No entanto, curiosamente, as referências a essa entidade mítica que é o povo caracterizam-se por alguma ambivalência. Por um lado, o povo é valorizado, idealizado mesmo, como quando se elogia a “inquebrantável ordem” manifestada nos “grandes cortejos apoteóticos”, que seria uma clara “manifestação de qualidades, de tendências fundamentais, que distinguem o povo português como uma verdadeira raça”. O novo contexto republicano terá, até, despoletado, segundo o autor do artigo «O Povo»:
[uma] fase interessante da vida da nossa gente, dando ao mundo civilizado tantas admiráveis lições de civismo, aceitando todas as indicações dos dirigentes, praticando até sem resistência e sem má vontade – caso raro em gente ignorante! – as regras de higiene aconselhadas pelos médicos – como se deu há poucos dias nesse infecto bairro de Alfama, aquando da epidemia pestífera. Qualidades positivas são estas, que caracterizam um grande povo, uma inconfundível raça.
Esta citação é particularmente curiosa por conter em si, simultaneamente, os elementos de valorização e desvalorização do povo, que dá “admiráveis lições de civismo” ao “mundo civilizado” – ainda que a partir das indicações dos dirigentes, acolhidas sem “resistência” nem “má vontade” -, mas, por outro lado, é retratado como “gente ignorante” (ou “rude gente”) que habita um “infecto bairro”. O paradoxo relativamente ao “grande povo” e à “inconfundível raça” da retórica final – bem típica duma época que sacraliza, no âmbito do discurso patriótico, a entidade raça - é por demais evidente. Mas outros “vícios” – a par das reclamadas virtudes - são apontados ao povo português. “Uma das suas péssimas tendências é - o pedir... Pedir? Mendigar? Degradante situação para um Homem”. A interpretação desse defeito vem bem na linha do discurso produzido sobre as chamadas causas da decadência dos povos peninsulares a partir da Geração de 70 (e, em particular, de Antero): “Junte-se o bom freire, o torvo inquisidor e o jesuíta manhoso – e ter-se-á encontrado a razão porque Portugal se abandalhou – perdida a integridade do carácter”. A solução é, igualmente, coerente com o optimismo pedagógico que caracteriza o período: “A tamanho mal encontramos só um remédio – educar o povo até à compreensão da dignidade do trabalho”.

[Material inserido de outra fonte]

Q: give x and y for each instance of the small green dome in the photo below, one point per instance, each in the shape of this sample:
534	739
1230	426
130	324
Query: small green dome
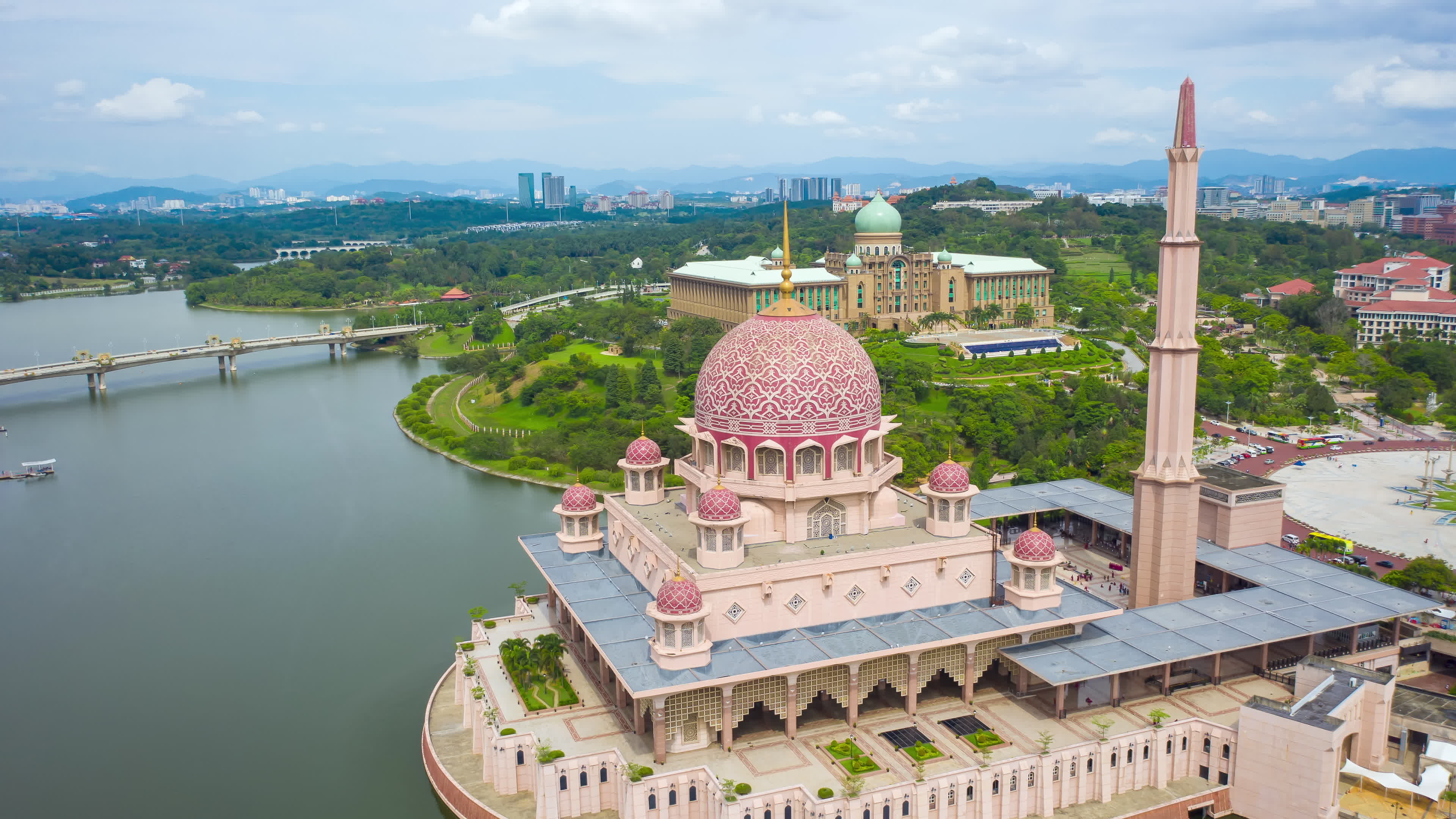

É bem um projecto global de moralização dos costumes e de mudança de mentalidades que está subjacente aos discursos impressos em A Mocidade e que tem em vista a construção do “homem novo”, preparado para a vida na recém instaurada República. Para isso é necessário vencer, primeiro que tudo, “o monstro – a ignorância popular”.

Referências:
PINTASSILGO, J. (2006). Imprensa de educação e ensino, universidades populares e renovação pedagógica. Comunicação apresentada ao 6º Congresso Luso-brasileiro de História da Educação – Percursos e desafios da pesquisa e do ensino de História da Educação. Uberlândia – Minas Gerais – Brasil. 17 a 20 de Abril de 2006.